Pour encore mieux comprendre le caractère inévitable de la hausse des taux d’intérêt des obligations d’Etat, il suffit simplement de rappeler le principe de leur formation. Théoriquement, ces derniers correspondent effectivement aux taux d’intérêt à court terme auxquels on ajoute deux types de composants. Primo, le coût d’opportunité du prêt, c’est-à-dire du renoncement de ses liquidités à court terme, ce coût étant positivement corrélé à l’échéance du prêt : plus on prête longtemps, plus ce coût augmente.

Secundo, des primes de risque. Ces dernières sont notamment relatives aux perspectives d’inflation, de croissance, de déficit public et à la crédibilité des Etats. Aujourd’hui, si les primes de risque liées à l’inflation et à l’activité économique sont faibles, celles des déficits publics et de la crédibilité des Etats sont de plus en plus positives. En outre, si le risque d’hyperinflation demeure limité, le retour d’une inflation autour des 2 % apparaît inévitable à moyen terme. Dans ce cadre, le niveau théorique du taux d’intérêt à dix ans des obligations de l’Etat français se situe autour des 2 %. C’est dire l’ampleur du krach obligataire qui nous attend.

Certes, à l’instar de toutes ses consœurs à travers le monde, la BCE devrait maintenir ses taux directeurs vers 0 % et continuer d’injecter des liquidités abondantes et gratuites, contenant par là même l’ampleur de la remontée des taux d’intérêt. Mais là aussi, le caractère infini de cette prodigalité commence à susciter des doutes. En effet, la Cour de Karlsruhe, l’équivalent allemand de notre Conseil constitutionnel, vient de jeter un pavé colossal dans la mare des marchés obligataires. Et pour cause : elle a tout simplement déclaré que le programme d’aide de la BCE violait, en partie, la Constitution allemande.

Dès lors, si dans les trois mois à venir, la BCE ne parvient pas à prouver le contraire, le rachat des dettes souveraines par la BCE deviendra illégal en Allemagne, mettant fin de facto à la « planche à billets » de la BCE. Au-delà de la déflagration que cela produirait à court terme sur les marchés obligataires et financiers au sens large, cela relancerait immanquablement la crise de la dette publique, qui, ne l’oublions pas, n’est qu’endormie depuis 2015 et n’attend qu’un prétexte pour se réveiller avec pertes et fracas.

Le cas échéant, en plus d’engendrer un krach obligataire et boursier international, ce scénario viendrait également réactiver la crise existentielle d’une zone euro qui est déjà aux abois.
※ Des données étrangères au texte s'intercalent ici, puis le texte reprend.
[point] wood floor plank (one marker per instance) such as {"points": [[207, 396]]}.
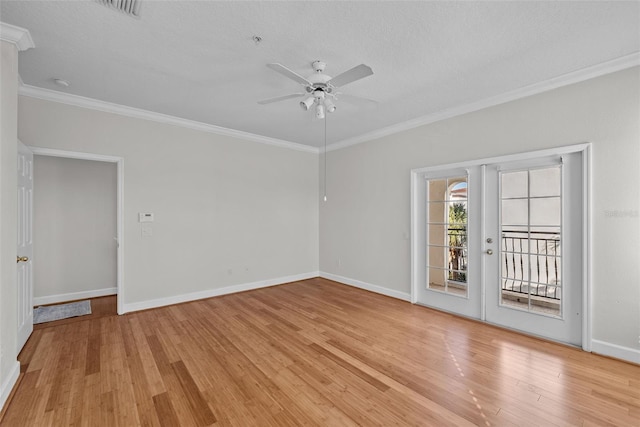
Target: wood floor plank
{"points": [[312, 353]]}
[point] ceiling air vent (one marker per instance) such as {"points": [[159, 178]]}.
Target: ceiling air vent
{"points": [[129, 7]]}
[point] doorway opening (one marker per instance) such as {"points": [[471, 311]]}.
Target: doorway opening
{"points": [[116, 240]]}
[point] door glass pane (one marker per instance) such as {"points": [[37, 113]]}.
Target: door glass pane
{"points": [[530, 248], [515, 212], [545, 211], [545, 182], [447, 235], [514, 184]]}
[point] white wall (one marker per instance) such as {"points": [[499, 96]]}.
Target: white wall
{"points": [[366, 221], [9, 367], [74, 227], [228, 212]]}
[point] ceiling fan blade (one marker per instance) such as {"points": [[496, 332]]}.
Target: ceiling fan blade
{"points": [[280, 98], [288, 73], [356, 73]]}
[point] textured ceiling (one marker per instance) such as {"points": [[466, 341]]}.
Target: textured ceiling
{"points": [[197, 60]]}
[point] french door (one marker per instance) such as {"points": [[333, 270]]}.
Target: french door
{"points": [[503, 241]]}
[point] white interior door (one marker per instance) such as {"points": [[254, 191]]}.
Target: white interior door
{"points": [[533, 246], [25, 244], [503, 240], [448, 221]]}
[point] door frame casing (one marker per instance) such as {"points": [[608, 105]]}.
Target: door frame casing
{"points": [[417, 240], [119, 161]]}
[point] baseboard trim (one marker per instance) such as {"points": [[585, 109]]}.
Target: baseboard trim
{"points": [[73, 296], [193, 296], [367, 286], [8, 384], [617, 351]]}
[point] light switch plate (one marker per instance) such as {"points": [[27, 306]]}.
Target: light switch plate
{"points": [[145, 217]]}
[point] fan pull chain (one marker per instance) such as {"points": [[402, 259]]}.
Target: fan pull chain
{"points": [[325, 158]]}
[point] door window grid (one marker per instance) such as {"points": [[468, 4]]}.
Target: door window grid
{"points": [[447, 254], [530, 251]]}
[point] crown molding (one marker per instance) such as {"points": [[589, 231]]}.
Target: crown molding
{"points": [[587, 73], [16, 35], [108, 107]]}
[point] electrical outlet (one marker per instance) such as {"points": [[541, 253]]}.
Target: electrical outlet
{"points": [[146, 230]]}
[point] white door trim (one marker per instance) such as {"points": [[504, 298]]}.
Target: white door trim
{"points": [[585, 149], [119, 161]]}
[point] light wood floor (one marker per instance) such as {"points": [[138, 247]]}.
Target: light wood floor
{"points": [[311, 353]]}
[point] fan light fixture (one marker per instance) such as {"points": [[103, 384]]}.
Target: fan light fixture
{"points": [[307, 103], [319, 89], [331, 107]]}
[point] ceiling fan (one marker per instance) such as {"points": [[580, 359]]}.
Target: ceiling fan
{"points": [[319, 89]]}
Ce qui alimenterait de nouveau la hausse des taux d’intérêt obligataires et aggraverait encore un peu plus la dépression économique qui sévit en Europe.

Même si nous espérons évidemment que cette triste perspective sera évitée, il faut se rendre à l’évidence : l’ère des taux d’intérêt excessivement bas est enfin terminée. Souhaitons simplement que ce retour vers une plus grande normalité incitera les Etats à améliorer leur fonctionnement et à cesser leur « fuite en avant » bien pratique à court terme, mais forcément destructrice au bout du compte, comme nous risquons malheureusement de le comprendre au cours des prochaines années.